Cite as: http://hdl.handle.net/21.11116/0000-0005-598A-C
Abstract
It has widely been accepted that play has a major role in the process of human development, particularly during childhood. Not surprisingly, play research and research into playfulness (i.e. the ability ‘to transform virtually any environment to make it more stimulating enjoyable and entertaining’ [Barnett, L. A. (2007). The nature of playfulness in young adults. Personality and Individual Differences, 43, 949–958. doi:10.1016/j.paid.2007.02.018]) has mainly focused on play in children. Recently, however, an increasing amount of research has demonstrated numerous positive effects playfulness can have on adults as well. Adult playfulness has been shown to bear positive relations to indicators of psychological and physical well-being, such as life satisfaction or physical fitness [Proyer, R. T. (2013). The well-being of playful adults: Adult playfulness, subjective well-being, physical well-being, and the pursuit of enjoyable activities. European Journal of Humour Research, 1, 84–98. doi:10.7592/EJHR2013.1.1.proyer] and also to other desirable outcomes such as creativity [Tegano, D. W. (1990).

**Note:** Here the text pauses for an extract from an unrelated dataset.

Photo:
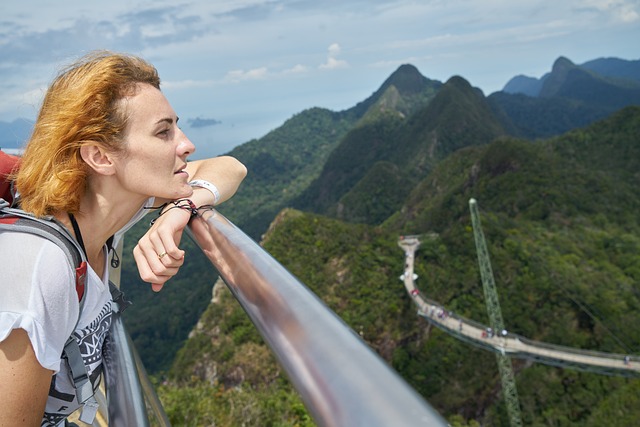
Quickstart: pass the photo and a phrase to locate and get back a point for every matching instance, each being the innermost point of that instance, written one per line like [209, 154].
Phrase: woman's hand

Relationship of Tolerance of Ambiguity and Playfulness to Creativity. Psychological Reports, 66, 1047–1056. doi:10.2466/pr0.1990.66.3.1047] and academic achievement [Proyer, R. T. (2011). Being playful and smart? The relations of adult playfulness with psychometric and self-estimated intelligence and academic performance. Learning and Individual Differences, 21, 463–467. doi:10.1016/j.lindif.2011.02.003]. Highly playful adults have been described as outgoing, humorous and happy [Barnett, L. A. (2007). The nature of playfulness in young adults. Personality and Individual Differences, 43, 949–958. doi:10.1016/j.paid.2007.02.018]. Despite of this, playfulness remains an understudied area in psychiatry.